This week, I got to experience my first AwakenHaiti team trip. As an organization, the mission of AH is to break the cycle of poverty through providing aid to orphans and the poor of Haiti and to encourage spiritual transformation by bringing together diverse cultures.
I got to witness that first hand this week. In the few short weeks I have been here, what I have really been learning is that coming in a DOING for the Haitians what they are capable of doing themselves is toxic. My service here, and AH's, is not to make ourselves feel good, or to give hand-outs, or to 'save' the Haitians. Our purpose here is to empower the Haitians... to provide opportunities to help create things that will last. And in doing so, to bring different cultures together...not as one culture being 'better' than the other or 'saving' the other, but coming together to learn from each other.
This weeks team, in a small way, helped to break the cycle of poverty in Haiti by physically helping to build a medical center...but that was not entirely the need or the intended purpose. The more I thought about it, the more I realized, God didn't NEED them to come here to build that center. He easily could have AH staff or Haitians build it. But, He WANTED them to build it. To work alongside Haitians, to meet and play with Haitian children, to see how blessed most Americans are to be able to go to the doctors whenever....to change their perspective, to change their HEARTS, to challenge them.
There was also 2 medical clinics in Canaan this week.

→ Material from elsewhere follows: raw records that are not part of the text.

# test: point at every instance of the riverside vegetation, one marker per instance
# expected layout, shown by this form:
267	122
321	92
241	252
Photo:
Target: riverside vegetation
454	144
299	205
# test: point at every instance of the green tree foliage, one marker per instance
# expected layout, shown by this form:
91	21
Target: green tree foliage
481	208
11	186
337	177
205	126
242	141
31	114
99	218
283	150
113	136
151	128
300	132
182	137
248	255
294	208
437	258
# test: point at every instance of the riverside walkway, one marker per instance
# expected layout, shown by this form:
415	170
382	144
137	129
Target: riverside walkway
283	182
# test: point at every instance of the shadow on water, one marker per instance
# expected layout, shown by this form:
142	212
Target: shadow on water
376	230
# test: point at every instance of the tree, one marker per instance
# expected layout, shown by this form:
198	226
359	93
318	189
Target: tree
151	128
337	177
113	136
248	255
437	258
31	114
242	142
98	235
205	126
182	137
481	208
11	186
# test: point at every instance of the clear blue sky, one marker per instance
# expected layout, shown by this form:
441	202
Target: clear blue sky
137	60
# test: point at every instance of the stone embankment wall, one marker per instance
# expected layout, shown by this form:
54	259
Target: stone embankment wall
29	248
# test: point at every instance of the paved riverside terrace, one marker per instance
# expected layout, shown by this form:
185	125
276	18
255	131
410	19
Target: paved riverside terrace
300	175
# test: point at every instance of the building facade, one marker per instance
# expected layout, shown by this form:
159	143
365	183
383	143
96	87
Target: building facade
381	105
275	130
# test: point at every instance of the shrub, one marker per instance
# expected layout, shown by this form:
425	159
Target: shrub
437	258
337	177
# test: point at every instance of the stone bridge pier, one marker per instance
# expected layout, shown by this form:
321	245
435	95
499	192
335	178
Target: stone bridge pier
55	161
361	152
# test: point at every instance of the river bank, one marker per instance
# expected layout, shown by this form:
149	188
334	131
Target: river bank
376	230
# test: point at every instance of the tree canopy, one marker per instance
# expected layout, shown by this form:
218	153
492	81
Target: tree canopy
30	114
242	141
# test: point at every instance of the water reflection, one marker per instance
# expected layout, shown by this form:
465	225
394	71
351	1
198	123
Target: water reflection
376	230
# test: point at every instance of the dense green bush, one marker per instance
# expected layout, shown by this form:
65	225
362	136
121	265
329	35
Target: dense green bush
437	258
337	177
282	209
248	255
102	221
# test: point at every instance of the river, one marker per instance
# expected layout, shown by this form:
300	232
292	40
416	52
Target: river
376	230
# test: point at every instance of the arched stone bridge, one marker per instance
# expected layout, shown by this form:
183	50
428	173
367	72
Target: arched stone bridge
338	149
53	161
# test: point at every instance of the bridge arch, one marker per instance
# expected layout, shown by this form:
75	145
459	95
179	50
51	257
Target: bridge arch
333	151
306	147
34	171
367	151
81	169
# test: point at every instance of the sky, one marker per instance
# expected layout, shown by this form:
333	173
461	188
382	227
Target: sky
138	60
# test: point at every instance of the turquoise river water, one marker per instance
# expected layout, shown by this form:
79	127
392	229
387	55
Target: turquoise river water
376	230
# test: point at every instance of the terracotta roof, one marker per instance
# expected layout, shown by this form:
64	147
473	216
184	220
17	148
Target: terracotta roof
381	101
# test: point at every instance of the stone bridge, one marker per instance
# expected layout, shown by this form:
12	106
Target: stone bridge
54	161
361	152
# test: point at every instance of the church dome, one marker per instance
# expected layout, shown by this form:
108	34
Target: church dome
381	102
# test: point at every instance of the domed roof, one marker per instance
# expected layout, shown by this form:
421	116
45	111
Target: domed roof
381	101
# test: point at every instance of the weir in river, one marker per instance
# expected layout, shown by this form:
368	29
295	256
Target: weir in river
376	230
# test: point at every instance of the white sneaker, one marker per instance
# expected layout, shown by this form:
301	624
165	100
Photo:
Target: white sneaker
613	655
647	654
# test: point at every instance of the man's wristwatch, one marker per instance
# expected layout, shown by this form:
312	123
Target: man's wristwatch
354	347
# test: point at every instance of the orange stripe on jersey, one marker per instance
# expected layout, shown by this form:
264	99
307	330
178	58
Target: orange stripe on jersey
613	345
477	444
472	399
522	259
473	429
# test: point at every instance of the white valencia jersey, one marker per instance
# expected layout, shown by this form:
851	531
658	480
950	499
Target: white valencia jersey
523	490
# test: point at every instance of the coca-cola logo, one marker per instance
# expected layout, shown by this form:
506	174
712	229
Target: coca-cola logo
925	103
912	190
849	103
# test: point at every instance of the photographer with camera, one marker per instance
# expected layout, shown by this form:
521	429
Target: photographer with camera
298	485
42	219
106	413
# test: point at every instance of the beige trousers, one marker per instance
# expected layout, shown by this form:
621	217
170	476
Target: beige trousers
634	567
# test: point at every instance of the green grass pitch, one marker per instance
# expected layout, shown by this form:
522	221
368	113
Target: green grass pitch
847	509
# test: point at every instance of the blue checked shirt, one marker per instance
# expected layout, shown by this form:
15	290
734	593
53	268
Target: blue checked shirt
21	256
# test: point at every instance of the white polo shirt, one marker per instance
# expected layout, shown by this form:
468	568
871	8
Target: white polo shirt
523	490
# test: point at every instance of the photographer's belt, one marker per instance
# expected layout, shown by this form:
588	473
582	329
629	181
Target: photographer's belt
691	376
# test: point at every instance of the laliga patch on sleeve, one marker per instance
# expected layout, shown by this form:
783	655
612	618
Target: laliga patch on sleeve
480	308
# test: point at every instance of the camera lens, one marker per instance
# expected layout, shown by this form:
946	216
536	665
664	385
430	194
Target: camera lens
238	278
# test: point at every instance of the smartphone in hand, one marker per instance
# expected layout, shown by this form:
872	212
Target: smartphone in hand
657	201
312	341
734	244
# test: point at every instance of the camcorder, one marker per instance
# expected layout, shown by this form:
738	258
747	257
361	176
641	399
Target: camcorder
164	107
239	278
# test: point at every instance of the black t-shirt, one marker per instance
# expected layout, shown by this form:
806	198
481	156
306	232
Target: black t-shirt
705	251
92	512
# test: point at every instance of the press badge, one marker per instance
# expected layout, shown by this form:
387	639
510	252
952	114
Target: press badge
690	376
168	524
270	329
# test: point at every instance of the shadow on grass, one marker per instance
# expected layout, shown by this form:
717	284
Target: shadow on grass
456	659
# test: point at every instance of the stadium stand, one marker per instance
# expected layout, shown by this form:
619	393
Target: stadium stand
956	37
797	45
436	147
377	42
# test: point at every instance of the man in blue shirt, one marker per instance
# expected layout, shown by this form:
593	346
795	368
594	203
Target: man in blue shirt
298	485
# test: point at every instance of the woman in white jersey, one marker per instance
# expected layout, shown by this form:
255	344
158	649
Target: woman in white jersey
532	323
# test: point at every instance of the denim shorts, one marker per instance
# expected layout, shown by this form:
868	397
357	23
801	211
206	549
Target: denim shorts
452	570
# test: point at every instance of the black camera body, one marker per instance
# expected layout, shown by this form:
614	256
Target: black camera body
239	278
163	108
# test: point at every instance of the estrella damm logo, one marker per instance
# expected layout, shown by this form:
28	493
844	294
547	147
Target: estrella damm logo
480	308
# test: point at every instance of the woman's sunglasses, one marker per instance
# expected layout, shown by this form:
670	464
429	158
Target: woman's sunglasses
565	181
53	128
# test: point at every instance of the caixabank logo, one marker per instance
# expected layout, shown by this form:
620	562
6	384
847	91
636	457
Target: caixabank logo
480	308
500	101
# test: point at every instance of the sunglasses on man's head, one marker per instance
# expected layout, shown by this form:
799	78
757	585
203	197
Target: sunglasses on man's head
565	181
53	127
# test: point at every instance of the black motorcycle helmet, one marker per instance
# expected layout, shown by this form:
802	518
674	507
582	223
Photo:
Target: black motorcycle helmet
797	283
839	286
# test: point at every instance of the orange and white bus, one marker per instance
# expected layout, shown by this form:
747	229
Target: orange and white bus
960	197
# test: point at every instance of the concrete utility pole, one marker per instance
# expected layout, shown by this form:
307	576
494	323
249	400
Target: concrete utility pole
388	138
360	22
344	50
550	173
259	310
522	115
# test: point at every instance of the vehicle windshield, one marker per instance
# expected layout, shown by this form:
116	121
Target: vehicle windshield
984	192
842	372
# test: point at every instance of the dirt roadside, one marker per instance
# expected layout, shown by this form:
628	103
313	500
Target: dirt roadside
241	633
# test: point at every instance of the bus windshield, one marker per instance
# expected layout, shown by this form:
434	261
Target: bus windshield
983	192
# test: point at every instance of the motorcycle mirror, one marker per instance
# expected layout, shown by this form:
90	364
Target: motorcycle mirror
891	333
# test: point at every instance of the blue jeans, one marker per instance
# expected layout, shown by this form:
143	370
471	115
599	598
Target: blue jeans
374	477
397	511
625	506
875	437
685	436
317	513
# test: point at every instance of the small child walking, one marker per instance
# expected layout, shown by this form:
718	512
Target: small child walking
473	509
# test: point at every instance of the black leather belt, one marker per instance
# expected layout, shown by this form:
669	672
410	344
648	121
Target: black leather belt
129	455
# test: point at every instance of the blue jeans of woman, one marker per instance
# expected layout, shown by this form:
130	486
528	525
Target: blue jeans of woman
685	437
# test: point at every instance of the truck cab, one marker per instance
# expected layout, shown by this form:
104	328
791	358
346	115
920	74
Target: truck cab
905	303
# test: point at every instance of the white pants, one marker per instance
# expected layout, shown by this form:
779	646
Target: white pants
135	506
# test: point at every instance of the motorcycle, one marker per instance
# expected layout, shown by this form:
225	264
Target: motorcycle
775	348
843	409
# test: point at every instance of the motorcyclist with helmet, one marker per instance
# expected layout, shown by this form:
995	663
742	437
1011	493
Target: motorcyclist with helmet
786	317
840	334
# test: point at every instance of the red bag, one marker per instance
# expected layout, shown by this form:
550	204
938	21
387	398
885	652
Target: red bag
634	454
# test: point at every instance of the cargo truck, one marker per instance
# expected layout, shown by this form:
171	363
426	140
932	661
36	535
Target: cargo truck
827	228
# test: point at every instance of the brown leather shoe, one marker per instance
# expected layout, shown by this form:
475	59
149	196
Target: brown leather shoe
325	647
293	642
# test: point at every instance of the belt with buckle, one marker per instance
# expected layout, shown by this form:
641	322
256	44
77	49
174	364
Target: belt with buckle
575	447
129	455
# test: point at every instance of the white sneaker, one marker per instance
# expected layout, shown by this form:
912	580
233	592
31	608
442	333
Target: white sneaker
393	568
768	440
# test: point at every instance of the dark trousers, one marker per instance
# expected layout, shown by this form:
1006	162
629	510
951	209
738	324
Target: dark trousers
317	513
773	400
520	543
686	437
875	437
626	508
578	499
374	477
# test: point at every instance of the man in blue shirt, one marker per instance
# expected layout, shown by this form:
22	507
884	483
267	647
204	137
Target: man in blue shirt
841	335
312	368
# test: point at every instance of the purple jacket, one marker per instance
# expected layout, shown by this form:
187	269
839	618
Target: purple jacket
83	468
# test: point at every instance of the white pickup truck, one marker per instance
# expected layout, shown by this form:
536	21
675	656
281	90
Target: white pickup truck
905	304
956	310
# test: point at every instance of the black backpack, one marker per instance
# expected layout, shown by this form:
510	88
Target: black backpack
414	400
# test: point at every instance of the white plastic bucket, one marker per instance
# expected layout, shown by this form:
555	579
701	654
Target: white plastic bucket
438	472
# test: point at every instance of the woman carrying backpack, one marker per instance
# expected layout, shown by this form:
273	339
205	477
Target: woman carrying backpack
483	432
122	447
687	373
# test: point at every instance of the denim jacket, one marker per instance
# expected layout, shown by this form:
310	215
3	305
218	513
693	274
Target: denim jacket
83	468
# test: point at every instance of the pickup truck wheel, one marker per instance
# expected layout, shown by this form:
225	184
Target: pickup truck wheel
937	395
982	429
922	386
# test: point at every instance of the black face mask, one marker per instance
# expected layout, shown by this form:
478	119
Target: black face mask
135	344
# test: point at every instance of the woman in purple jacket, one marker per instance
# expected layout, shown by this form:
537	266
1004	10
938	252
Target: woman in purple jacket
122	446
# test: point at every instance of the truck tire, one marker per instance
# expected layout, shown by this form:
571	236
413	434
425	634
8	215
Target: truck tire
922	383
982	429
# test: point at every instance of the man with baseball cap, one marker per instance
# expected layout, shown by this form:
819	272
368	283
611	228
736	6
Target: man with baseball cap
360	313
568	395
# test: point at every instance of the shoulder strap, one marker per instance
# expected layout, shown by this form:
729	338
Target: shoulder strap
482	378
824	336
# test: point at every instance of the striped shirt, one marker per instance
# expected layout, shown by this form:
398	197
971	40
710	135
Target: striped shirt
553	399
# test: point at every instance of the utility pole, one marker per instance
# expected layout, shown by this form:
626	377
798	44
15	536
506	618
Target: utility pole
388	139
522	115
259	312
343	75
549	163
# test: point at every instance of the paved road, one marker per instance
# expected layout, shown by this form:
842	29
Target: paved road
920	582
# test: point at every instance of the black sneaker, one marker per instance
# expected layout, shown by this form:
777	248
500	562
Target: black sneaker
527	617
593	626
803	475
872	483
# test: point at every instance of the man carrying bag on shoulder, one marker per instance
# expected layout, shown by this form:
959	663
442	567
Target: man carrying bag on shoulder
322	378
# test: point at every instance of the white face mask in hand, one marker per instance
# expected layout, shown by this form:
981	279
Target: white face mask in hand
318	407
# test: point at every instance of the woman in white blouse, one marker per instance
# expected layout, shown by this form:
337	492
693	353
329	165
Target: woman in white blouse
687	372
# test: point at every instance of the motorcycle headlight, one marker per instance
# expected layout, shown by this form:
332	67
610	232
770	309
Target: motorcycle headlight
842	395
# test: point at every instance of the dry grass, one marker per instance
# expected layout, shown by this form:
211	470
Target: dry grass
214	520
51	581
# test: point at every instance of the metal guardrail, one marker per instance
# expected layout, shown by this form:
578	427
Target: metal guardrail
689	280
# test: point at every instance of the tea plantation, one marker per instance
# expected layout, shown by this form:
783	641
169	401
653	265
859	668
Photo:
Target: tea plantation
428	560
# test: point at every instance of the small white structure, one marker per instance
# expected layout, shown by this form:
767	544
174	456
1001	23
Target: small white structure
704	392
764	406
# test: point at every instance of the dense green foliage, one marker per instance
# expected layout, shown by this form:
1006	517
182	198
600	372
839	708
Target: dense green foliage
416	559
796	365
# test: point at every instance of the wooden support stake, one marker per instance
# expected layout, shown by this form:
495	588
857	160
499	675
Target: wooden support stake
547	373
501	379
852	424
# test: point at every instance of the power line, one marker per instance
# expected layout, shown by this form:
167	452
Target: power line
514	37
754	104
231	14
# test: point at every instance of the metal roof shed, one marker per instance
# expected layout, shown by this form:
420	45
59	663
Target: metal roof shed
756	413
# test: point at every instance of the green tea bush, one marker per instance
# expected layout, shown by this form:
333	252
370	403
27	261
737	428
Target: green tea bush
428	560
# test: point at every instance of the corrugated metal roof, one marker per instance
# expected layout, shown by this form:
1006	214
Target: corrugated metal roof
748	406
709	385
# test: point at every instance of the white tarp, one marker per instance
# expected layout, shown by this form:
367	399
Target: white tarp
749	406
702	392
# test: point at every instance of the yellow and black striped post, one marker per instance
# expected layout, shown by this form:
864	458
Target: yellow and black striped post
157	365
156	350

As most of the team helped build, AH staff and a few team members held a clinic. Haitians get a ticket at church (or just show up) to come to clinic. After they get basic measurements (height, weight, temperature, bp) Vanessa, our nurse, sees them in the exam room. There, a translator works to help Vanessa and the patient communicate. Lots of questions are asked on both ends and a diagnosis is made. Most times, Vanessa was able to prescribe medicine we had (which, I got to fill the prescriptions!!). A few times, patients were directed to go to the hospital because their symptoms were outside of what we are capable of providing (and most times it seemed like those people couldn't afford to get to the hospital...talk about feeling heartbroken and helpless).
One of the coolest things I got to experience was hearing a babies heartbeat inside the mother's belly. She was 8 months pregnant and had not had an ultra-sound yet. This was her first child. It was so neat to be able to see her face as we listened to the babies heartbeat! Strong and steady.
Seeing the (almost) finalized medical center made me excited...excited to know that within my 2 years here, I will see Haitian doctors and nurses working there, I will see individuals getting medical treatment that didn't have the means or opportunity to before, and I will be a part of something so much more than just a building...a physical reminder of people coming together, hearts being changed, and lives being transformed.